7 Steps To A Less Embarrassing Google Search
We’ve all experienced that cringe-worthy moment in which someone tells you they’ve Googled you. Even if they can’t pull up embarrassing photos from your college costume parties, they might still be presented with an unflattering photo you wouldn’t otherwise choose to share. These unfortunate findings are hard to eliminate from the Internet altogether, but there are steps you can take to ensure your personal brand is represented online as best as possible. Here, 7 ways to rebuild your online rep ASAP.
Assess The Damage
Do a quick Google (etc.) search to see what populates under your name, but don’t bother going deeper than 3 or 4 pages. Next, view your public profiles on Facebook, LinkedIn and Twitter. If you really want to investigate yourself, try a site like Pipl to see what comes up, but just be prepared—we were a little creeped out by our results! You should also sign up for Google Alerts for your name, so you’re instantly aware of anytime you’re mentioned online.

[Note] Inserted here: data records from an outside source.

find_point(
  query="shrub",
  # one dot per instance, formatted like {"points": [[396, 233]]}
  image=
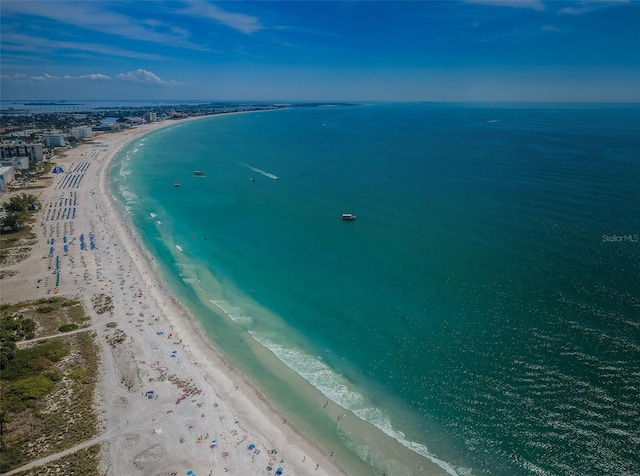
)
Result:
{"points": [[67, 327]]}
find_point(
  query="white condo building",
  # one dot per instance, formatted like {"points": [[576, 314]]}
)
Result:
{"points": [[11, 151]]}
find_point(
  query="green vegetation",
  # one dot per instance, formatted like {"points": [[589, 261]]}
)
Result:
{"points": [[68, 327], [13, 328], [47, 387], [19, 209]]}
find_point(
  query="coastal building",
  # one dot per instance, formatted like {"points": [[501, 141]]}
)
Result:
{"points": [[150, 117], [19, 150], [54, 139], [83, 132], [6, 177], [15, 162]]}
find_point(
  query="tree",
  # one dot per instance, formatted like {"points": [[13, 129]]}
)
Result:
{"points": [[21, 203]]}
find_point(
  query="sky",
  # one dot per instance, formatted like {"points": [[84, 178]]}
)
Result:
{"points": [[454, 50]]}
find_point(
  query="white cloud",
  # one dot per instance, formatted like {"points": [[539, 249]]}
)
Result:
{"points": [[238, 21], [138, 76], [26, 43], [551, 28], [533, 4], [588, 7], [96, 16]]}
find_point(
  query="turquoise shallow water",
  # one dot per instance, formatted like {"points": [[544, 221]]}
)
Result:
{"points": [[482, 311]]}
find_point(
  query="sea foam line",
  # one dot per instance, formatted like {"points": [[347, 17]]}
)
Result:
{"points": [[334, 387], [266, 174]]}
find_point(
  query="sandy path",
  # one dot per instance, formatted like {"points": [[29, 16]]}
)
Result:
{"points": [[147, 436]]}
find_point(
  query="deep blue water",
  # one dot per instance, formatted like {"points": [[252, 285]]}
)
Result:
{"points": [[484, 308]]}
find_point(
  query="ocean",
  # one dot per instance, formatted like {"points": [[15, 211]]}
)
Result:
{"points": [[481, 313]]}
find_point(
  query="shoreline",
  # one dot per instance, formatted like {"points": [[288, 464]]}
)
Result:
{"points": [[142, 436]]}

Ask Google (etc.) To Remove A Page Or Image
Go here to get information on removing a page from your results and here to get information on removing an image from your results. However, Google won’t take down just any page or image, so your best bet may be to contact the person in charge of the site to whom the picture or page belongs.
Scrub Instagram, Facebook, Twitter & LinkedIn
Instagram: The best way to protect your Instagram posts is to keep your account private. You should also do regular sweeps to delete any past posts you may now regret, and to block any followers with whom you are no longer on good terms. If you share your Instagram posts to Facebook, check your Facebook settings to ensure the pics aren’t public. If you’re not sure if you should post a picture, consider sending it as a direct message to a smaller, more curated audience of your followers instead (this is especially useful if you do decide to have a public Instagram account but often want to share photos you wouldn’t want just anyone to see). Above all, realize that anyone can take your photo and re-post it as long as they credit you, so be wary of sharing anything you wouldn’t want to be publicly associated with.
Facebook: You can individually change settings on photos or content you’ve posted to Facebook, but if you’re really embarrassed by something on your profile, your best bet is to delete it. When the content belongs to someone else, your only option is to untag yourself—which will remove it from your profile but not from theirs—or to report it as spam, which could result in removal of the image or post.
Twitter: Twitter seems to be the social network most likely to come back and bite you in a big way. If your account is public, do a regular sweep to delete any tweets that now embarrass you or seem inappropriate. Think hard before you tweet, as people can screenshot your words and enable a misguided tweet to live on in infamy forever.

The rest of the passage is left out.